Erano tutti e tre autori "trasgressivi", controcorrente, pieni zeppi di umanità, pacifisti e fortemente critici con il cosiddetto "sogno americano". Farmer negli anni Cinquanta era stato il primo a narrare una storia d'amore e di sesso nella puritana fantascienza, "Gli amanti di Siddo", un umano e un'aliena. Scandalo. Sturgeon nel 1960 pubblicò "Venere più X", un romanzo apparentemente fantascientifico (solo apparentemente, però) che aveva come tema centrale la sessualità, "convenzionale" e non, assieme alla procreazione e ai rapporti di coppia fra individui non necessariamente di sesso diverso. Doppio scandalo. Vonnegut fece di Sturgeon (uno dei suoi maestri, lo definì, nonostante le notevoli differenze di scrittura) un proprio personaggio, del cui nome di fantasia Farmer a sua volta si appropriò (in un evidente omaggio) per firmare una sua opera.
Mi resi conto di avere scoperto un'altra America, per mezzo di Kurt Vonnegut.
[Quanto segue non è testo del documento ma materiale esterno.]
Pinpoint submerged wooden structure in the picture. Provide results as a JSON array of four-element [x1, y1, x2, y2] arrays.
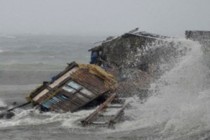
[[27, 62, 124, 126], [27, 62, 117, 112]]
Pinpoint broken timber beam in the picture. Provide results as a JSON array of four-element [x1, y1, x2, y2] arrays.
[[81, 93, 116, 126]]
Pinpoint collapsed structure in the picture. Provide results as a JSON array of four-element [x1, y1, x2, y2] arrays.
[[0, 29, 194, 127]]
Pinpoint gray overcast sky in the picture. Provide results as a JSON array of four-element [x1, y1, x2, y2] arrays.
[[0, 0, 210, 36]]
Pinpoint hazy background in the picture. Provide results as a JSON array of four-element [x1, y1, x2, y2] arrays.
[[0, 0, 210, 36]]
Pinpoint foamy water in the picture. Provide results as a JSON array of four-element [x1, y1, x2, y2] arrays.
[[108, 40, 210, 139], [0, 36, 210, 140]]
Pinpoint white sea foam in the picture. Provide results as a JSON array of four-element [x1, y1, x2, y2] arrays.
[[108, 40, 210, 139]]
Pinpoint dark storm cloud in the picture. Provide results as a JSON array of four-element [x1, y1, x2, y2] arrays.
[[0, 0, 210, 35]]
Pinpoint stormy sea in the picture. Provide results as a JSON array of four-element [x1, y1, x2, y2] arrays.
[[0, 35, 210, 140]]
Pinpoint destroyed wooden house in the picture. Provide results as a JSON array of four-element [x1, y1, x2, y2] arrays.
[[27, 62, 117, 112], [27, 62, 125, 127]]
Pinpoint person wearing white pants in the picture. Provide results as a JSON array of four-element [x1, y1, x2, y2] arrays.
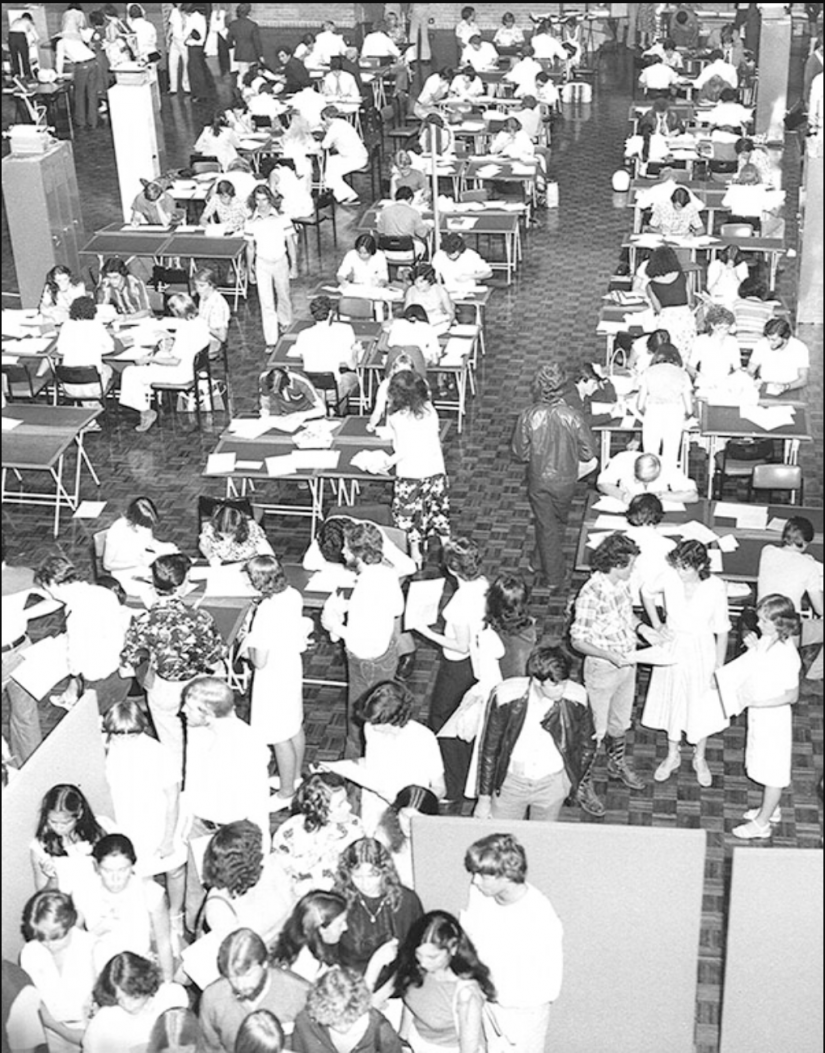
[[247, 185, 298, 347], [321, 106, 369, 204]]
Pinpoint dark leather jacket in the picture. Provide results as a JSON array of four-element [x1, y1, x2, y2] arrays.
[[511, 398, 595, 490], [478, 676, 595, 797]]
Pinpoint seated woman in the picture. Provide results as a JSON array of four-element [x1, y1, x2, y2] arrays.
[[202, 819, 292, 943], [130, 179, 182, 226], [336, 234, 390, 287], [56, 296, 115, 410], [259, 366, 327, 431], [272, 889, 347, 982], [102, 497, 177, 593], [40, 263, 86, 324], [97, 256, 152, 318], [272, 772, 365, 898], [119, 293, 211, 432], [650, 186, 705, 237], [198, 502, 272, 564], [193, 114, 240, 172]]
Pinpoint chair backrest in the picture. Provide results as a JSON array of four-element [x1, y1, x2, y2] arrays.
[[750, 464, 802, 490]]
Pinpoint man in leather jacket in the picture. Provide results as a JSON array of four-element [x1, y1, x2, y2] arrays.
[[511, 362, 594, 593], [474, 647, 595, 821]]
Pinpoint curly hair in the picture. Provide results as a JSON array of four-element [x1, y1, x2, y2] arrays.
[[271, 889, 347, 967], [485, 574, 533, 636], [394, 911, 495, 1001], [292, 772, 347, 834], [335, 837, 401, 911], [35, 782, 106, 856], [307, 966, 371, 1028], [203, 819, 263, 898], [92, 951, 160, 1009], [665, 540, 710, 581], [355, 680, 415, 728]]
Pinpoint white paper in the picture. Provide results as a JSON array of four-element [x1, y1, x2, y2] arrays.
[[404, 578, 444, 631], [72, 501, 106, 519], [207, 454, 235, 475]]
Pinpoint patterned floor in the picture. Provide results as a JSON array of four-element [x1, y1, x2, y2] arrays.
[[1, 41, 823, 1053]]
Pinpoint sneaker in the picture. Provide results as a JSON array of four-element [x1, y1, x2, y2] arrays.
[[742, 804, 782, 822], [575, 780, 606, 819], [731, 819, 773, 841]]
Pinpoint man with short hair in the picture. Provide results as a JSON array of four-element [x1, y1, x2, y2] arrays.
[[460, 834, 564, 1053], [199, 929, 310, 1053], [596, 450, 699, 504], [570, 534, 661, 816]]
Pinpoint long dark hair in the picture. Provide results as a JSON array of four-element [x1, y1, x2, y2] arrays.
[[394, 911, 495, 1001]]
Capii che non c'era solo quella degli Hemingway, dei Faulkner, dei Dos Passos, dei Fitzgerald, né solo quella dei gialli "hard boiled", Hammett e Chandler, o dei grandi ebrei, Saul Bellow o Philip Roth; o della "beat generation"; oppure quella classica dei Melville, degli Hawthorne, dei Mark Twain. C'era anche un'America che ragionava su di sé. E che lo faceva parlando d'altro, viaggiando per pianeti o incontrando alieni, oppure rendendo aliena se stessa. Che corteggiava la morte attraverso il riso, corteggiava la vita attraverso la sofferenza o attraverso la stessa morte, che corteggiava il mondo attraverso altri mondi o immergendosi nel suo stesso "sottosuolo".
C'è un'America, cioè, che non si rassegna alla parte di potenza più o meno "coloniale", di dominatrice, di nazione che spreca risorse naturali ed esistenze umane. C'è un'America che vuole ridere di se stessa, perfino. Che ogni tanto vuole fermarsi a pensare. C'è un'America che vuole dialogare, anche, senza preconcetti e senza imporre la propria "verità" o la propria presunta, superiore "democrazia". C'è un'America, alla fine, che vuole essere soltanto un luogo da scoprire. Un luogo del mondo. Come tutti gli altri.